Aunque no en exclusiva, la infancia es la edad de la imaginación, la de creer en mundos fantásticos. Yo ya no era tan pequeño la primera vez que escuché hablar de la Selva Negra- tal vez estaba más cerca de los quince años que de los diez-, pero con la Geografía, los topónimos y los paisajes siempre he tenido una especie de filiación genética.
En mi mente aparecía como un apelmazado bosque de coníferas con las ramas quebradas, con una bruma tan densa que las sombras eran negras como una familia de grillos, con lagos espectrales y temperaturas horrendas, tanto que nada ni nadie se atrevía a habitar aquellas tierras.
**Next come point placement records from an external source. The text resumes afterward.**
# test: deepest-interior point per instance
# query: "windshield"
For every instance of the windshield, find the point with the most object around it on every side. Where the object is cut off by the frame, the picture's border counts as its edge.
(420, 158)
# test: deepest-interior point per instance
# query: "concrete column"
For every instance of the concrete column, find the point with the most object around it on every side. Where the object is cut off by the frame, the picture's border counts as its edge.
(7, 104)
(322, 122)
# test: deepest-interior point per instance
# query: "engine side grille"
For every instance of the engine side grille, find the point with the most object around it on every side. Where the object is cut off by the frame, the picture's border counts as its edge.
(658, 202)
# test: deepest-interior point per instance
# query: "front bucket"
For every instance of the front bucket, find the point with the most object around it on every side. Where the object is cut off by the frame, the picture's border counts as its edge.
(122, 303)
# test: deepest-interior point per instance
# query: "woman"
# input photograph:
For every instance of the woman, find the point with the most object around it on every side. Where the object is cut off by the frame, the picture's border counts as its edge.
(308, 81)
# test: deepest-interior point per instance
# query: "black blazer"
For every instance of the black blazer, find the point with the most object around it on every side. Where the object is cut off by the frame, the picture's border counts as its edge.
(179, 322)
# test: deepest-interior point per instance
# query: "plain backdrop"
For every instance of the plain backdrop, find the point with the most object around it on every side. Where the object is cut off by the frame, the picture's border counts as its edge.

En verano algo de luz se filtraba, pero apenas se advertían el cielo y unos leves toques verdes por el suelo y las copas, como un león enjaulado que te permite acercarte porque huele su comida.
Hasta aquí las suposiciones. Al sur de Alemania y de la gran llanura que barre Europa desde el norte de los Cárpatos hasta el Canal de la Mancha, con los costurones de los ríos Vístula, Óder, Elba y Rin, la realidad es la de una inabarcable alfombra verde de abetos y prados perfectos para la siesta- salpicada por pueblecitos con casas de techo en forma de faldón- que tienen su techo en el Feldberg (1.493 msnm), su capital en la cuidada Friburgo (otro día, más tranquilamente) y su balneario en Baden-Baden, ciudad tan insípida y redicha como popular entre entre esos misteriosos elementos fiscales (rusos a ser posible) que sólo pagan con billetes de 500€.